Little Lost Creek is a partially spring-fed Ozark stream, characterized by clear water and a rocky stream bed. Brilliantly colored Ozark fish species, such as bleeding shiners, southern red belly dace, and stippled darters are found in the streams.
The 2,899-acre area consists mostly of oak/hickory forest, woodlands, and glades. A fall hike through the area provides visitors with dazzling displays of fall color.
The Little Lost Creek valleys and numerous side drainages feature intermittent waterfalls, chutes, and outcrops of St. Peter sandstone, which provides habitat for numerous fern species. Woodland wildlife, such as deer, turkey, squirrels and ruffed-grouse are year-round residents. Pileated woodpeckers and other woodland birds are common most of the year. The area also provides an important stopping point for numerous neotropical migrant songbirds.

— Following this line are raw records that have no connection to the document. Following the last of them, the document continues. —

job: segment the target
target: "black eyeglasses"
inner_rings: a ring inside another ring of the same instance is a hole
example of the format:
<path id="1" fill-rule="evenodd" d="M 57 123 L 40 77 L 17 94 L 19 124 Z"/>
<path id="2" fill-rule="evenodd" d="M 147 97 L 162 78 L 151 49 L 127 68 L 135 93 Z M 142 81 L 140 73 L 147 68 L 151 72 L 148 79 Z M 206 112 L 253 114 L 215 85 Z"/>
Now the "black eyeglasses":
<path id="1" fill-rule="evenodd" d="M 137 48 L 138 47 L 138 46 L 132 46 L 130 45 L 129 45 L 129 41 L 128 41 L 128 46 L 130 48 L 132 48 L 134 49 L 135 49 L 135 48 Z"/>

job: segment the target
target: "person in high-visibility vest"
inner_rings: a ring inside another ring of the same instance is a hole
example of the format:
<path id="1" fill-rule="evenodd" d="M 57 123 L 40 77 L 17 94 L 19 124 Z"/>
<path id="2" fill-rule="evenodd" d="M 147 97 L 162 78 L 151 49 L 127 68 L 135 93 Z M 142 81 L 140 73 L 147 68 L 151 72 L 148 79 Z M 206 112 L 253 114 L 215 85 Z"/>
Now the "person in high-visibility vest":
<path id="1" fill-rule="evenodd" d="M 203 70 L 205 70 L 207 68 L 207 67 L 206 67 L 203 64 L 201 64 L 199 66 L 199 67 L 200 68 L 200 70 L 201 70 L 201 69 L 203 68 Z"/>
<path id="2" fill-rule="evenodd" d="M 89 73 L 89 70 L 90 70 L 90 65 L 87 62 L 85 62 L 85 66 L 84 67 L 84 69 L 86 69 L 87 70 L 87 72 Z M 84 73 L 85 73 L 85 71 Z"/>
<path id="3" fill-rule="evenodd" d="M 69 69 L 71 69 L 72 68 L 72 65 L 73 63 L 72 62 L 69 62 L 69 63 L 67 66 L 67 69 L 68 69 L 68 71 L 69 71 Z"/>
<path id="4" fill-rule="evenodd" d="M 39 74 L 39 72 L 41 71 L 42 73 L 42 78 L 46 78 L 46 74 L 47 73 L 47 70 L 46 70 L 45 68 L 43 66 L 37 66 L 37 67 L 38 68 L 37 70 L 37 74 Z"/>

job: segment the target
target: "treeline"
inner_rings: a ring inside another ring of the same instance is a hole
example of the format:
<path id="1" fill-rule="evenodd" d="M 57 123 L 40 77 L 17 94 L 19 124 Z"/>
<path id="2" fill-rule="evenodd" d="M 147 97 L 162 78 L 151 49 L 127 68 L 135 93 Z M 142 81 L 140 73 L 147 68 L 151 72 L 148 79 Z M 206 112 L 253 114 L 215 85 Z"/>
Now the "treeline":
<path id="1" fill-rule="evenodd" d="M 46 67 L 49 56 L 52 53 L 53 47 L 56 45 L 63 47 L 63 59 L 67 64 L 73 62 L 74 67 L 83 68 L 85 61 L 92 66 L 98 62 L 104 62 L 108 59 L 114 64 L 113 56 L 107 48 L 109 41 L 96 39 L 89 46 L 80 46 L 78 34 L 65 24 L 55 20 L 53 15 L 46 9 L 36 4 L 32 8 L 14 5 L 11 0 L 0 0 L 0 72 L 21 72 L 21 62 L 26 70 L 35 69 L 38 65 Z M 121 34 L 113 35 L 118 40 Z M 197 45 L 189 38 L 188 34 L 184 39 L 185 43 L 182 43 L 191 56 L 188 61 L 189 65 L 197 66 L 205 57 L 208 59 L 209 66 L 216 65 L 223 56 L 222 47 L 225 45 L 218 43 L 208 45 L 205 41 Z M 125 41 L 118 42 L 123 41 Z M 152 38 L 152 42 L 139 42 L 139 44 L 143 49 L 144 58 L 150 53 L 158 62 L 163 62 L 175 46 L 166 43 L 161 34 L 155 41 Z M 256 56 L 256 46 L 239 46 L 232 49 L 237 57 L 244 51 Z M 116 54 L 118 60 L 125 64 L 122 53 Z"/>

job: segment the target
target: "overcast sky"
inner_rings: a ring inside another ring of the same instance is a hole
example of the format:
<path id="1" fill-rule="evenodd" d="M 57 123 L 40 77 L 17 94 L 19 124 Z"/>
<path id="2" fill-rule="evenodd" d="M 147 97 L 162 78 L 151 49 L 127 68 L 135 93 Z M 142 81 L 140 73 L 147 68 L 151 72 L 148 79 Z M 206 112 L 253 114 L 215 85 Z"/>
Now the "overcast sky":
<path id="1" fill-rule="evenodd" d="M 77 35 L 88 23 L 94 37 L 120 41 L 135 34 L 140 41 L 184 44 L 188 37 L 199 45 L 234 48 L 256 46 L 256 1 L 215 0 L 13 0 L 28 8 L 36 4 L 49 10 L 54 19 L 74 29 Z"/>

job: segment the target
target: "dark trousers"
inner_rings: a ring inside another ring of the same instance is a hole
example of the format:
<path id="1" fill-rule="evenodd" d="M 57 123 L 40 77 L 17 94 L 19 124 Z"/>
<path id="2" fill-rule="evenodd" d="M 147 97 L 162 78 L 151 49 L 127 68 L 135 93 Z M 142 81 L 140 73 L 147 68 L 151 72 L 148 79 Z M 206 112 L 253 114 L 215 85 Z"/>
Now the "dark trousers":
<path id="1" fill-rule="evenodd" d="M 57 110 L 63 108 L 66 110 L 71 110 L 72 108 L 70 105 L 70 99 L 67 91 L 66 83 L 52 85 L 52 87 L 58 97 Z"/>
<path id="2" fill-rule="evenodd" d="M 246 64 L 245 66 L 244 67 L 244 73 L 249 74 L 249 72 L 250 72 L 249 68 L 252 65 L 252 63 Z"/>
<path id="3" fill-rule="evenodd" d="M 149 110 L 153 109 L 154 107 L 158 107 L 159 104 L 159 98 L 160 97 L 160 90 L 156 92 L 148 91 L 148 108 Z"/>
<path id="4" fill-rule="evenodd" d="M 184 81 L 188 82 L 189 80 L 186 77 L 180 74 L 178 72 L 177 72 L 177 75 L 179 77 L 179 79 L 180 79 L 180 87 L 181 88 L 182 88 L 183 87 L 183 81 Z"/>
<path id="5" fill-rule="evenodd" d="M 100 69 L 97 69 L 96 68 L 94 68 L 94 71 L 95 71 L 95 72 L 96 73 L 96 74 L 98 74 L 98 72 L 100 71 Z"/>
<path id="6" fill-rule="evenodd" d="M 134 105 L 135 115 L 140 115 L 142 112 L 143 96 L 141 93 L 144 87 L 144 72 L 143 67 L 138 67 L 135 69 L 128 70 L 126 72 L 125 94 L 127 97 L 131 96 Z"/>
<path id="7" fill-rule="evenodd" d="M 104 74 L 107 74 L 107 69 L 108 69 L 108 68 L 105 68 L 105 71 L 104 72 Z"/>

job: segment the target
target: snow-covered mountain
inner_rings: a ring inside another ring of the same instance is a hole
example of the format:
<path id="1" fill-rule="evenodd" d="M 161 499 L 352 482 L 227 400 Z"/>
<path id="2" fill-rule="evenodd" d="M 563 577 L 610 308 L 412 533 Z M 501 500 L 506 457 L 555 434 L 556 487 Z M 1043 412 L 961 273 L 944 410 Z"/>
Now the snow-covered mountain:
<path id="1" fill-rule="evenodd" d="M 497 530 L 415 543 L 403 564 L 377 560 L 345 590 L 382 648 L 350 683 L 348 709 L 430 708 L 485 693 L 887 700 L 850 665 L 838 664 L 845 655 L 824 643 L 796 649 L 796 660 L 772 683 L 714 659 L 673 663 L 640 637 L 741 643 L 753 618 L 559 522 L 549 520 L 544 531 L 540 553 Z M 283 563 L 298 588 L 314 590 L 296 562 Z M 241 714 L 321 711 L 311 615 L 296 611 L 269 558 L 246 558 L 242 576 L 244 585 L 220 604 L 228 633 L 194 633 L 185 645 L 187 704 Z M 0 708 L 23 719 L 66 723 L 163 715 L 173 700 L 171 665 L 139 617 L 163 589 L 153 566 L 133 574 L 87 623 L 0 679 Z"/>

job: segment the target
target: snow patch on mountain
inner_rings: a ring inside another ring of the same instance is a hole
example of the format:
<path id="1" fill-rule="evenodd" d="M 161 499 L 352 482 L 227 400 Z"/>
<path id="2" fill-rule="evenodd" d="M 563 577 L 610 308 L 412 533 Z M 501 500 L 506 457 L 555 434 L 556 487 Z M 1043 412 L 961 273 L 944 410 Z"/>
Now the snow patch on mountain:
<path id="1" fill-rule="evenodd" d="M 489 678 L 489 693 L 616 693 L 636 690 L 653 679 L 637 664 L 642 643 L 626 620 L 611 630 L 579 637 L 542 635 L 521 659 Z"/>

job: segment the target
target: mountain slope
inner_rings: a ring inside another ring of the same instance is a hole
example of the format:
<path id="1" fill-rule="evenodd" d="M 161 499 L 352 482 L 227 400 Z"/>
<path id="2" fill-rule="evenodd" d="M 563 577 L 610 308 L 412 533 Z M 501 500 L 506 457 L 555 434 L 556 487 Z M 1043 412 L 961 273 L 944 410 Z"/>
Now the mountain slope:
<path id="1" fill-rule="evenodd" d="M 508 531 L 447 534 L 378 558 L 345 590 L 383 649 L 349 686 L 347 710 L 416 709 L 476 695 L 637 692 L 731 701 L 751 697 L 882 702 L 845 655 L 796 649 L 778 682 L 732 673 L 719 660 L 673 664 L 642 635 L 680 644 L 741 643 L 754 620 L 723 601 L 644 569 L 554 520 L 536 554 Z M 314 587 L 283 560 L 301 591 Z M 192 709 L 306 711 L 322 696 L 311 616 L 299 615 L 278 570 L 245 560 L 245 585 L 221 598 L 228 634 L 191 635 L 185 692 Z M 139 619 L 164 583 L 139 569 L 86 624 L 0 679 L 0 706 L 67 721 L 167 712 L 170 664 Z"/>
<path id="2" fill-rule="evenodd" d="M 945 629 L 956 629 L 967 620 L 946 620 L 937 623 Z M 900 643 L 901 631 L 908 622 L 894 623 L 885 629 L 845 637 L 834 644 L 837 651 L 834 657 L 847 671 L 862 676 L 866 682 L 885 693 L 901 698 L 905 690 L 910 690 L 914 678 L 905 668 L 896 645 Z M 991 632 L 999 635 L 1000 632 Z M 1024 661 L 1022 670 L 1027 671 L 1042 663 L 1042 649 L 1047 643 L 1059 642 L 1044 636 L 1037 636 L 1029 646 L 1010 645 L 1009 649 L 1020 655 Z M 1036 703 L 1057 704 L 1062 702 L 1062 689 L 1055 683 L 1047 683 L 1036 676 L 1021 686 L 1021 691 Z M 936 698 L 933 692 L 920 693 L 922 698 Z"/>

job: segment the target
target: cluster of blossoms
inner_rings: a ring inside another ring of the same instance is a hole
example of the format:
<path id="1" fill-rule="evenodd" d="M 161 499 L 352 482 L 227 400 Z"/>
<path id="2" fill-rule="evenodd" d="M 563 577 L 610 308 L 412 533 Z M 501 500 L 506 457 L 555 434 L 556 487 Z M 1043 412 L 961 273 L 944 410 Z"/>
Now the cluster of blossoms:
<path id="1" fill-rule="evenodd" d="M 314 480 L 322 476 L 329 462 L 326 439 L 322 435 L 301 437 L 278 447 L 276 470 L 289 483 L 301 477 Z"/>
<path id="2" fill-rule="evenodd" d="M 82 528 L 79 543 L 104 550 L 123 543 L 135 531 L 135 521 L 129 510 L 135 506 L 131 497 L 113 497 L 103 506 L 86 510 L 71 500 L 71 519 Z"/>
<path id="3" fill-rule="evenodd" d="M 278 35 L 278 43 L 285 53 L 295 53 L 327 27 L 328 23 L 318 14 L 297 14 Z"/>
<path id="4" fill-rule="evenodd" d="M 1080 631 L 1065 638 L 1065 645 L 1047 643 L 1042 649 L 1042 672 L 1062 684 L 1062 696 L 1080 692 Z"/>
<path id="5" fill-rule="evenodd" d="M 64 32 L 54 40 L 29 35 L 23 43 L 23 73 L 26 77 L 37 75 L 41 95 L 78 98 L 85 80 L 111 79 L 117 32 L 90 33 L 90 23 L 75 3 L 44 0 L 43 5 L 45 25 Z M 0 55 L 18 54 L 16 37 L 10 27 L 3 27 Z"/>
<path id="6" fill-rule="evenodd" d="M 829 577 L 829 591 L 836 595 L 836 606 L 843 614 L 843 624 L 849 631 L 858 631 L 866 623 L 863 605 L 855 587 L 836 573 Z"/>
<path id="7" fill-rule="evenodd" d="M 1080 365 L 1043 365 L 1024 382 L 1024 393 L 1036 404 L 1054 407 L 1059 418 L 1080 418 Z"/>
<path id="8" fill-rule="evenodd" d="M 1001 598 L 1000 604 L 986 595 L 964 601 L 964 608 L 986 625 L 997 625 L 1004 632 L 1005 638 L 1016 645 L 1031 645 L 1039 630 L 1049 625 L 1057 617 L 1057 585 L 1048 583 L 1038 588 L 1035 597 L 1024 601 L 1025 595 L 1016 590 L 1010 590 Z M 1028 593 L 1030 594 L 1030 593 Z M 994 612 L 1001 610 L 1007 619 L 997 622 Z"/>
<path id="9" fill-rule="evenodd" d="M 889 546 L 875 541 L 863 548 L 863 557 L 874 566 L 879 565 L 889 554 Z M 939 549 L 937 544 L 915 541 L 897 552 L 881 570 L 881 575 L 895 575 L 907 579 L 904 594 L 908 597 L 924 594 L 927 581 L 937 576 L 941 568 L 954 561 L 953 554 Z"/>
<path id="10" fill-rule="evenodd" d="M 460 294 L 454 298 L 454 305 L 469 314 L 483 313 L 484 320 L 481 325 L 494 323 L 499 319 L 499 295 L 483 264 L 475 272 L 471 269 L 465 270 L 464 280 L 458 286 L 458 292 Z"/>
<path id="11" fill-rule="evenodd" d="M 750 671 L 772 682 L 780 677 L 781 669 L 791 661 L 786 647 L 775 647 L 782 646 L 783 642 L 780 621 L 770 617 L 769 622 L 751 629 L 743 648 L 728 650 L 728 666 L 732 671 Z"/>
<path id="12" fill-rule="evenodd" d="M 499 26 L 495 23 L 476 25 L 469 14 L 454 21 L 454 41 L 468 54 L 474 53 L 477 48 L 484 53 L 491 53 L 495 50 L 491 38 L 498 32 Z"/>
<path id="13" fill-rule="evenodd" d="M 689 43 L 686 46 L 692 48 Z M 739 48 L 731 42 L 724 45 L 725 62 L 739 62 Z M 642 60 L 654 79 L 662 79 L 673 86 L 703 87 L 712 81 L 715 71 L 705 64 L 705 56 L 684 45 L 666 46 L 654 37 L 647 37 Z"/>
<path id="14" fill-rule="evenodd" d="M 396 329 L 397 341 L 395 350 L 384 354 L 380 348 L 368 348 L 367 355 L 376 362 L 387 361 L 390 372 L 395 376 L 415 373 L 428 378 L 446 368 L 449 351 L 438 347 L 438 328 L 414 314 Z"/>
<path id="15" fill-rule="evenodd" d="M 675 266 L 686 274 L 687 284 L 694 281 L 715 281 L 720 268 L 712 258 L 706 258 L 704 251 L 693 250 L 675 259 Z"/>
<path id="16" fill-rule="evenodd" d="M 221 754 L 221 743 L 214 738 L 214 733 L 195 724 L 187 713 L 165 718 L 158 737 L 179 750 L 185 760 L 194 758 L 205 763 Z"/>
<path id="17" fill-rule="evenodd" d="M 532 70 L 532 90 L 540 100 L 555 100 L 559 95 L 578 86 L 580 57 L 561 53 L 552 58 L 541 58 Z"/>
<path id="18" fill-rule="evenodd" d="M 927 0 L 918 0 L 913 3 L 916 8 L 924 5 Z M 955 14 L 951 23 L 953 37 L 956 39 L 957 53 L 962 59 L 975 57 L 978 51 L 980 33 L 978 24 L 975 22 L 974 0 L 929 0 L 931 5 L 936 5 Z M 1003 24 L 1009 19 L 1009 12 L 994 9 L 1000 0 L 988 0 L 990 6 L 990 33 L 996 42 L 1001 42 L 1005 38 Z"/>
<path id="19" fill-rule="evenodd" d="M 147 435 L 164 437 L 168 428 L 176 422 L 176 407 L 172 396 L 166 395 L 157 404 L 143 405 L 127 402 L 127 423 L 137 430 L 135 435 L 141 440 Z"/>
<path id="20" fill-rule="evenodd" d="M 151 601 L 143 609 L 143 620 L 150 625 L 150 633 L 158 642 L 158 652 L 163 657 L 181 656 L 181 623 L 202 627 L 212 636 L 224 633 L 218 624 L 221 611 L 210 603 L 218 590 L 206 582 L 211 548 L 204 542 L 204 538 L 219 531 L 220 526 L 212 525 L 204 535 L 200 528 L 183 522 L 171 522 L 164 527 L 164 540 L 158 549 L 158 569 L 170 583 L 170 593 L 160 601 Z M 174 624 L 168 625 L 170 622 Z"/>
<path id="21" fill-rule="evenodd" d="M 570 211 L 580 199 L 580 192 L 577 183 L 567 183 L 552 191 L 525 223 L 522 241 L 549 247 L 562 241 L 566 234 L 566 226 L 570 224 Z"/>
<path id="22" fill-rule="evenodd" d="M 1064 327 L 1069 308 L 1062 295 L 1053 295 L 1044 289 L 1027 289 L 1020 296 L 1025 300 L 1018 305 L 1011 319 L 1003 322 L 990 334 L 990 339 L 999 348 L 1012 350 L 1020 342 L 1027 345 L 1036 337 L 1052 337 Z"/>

Management of the forest at Little Lost Creek Conservation Area ensures that small openings are available for the benefit of many wildlife species and provides a continuous diversity of habitat. Open fields are managed by planting food plots and maintaining native warm-season prairie grasses to ensure food and cover for numerous species of wildlife. Fields of native grasses and forbs, woodlands, and glades are maintained with prescribed fire.
The area is steeped in history. Artifacts found in and around some of the fields indicate that several tribes of Native Americans may have used the area for hunting purposes. Daniel Boone homesteaded a few miles southeast of Little Lost Creek and it can be assumed that he would have also hunted game here.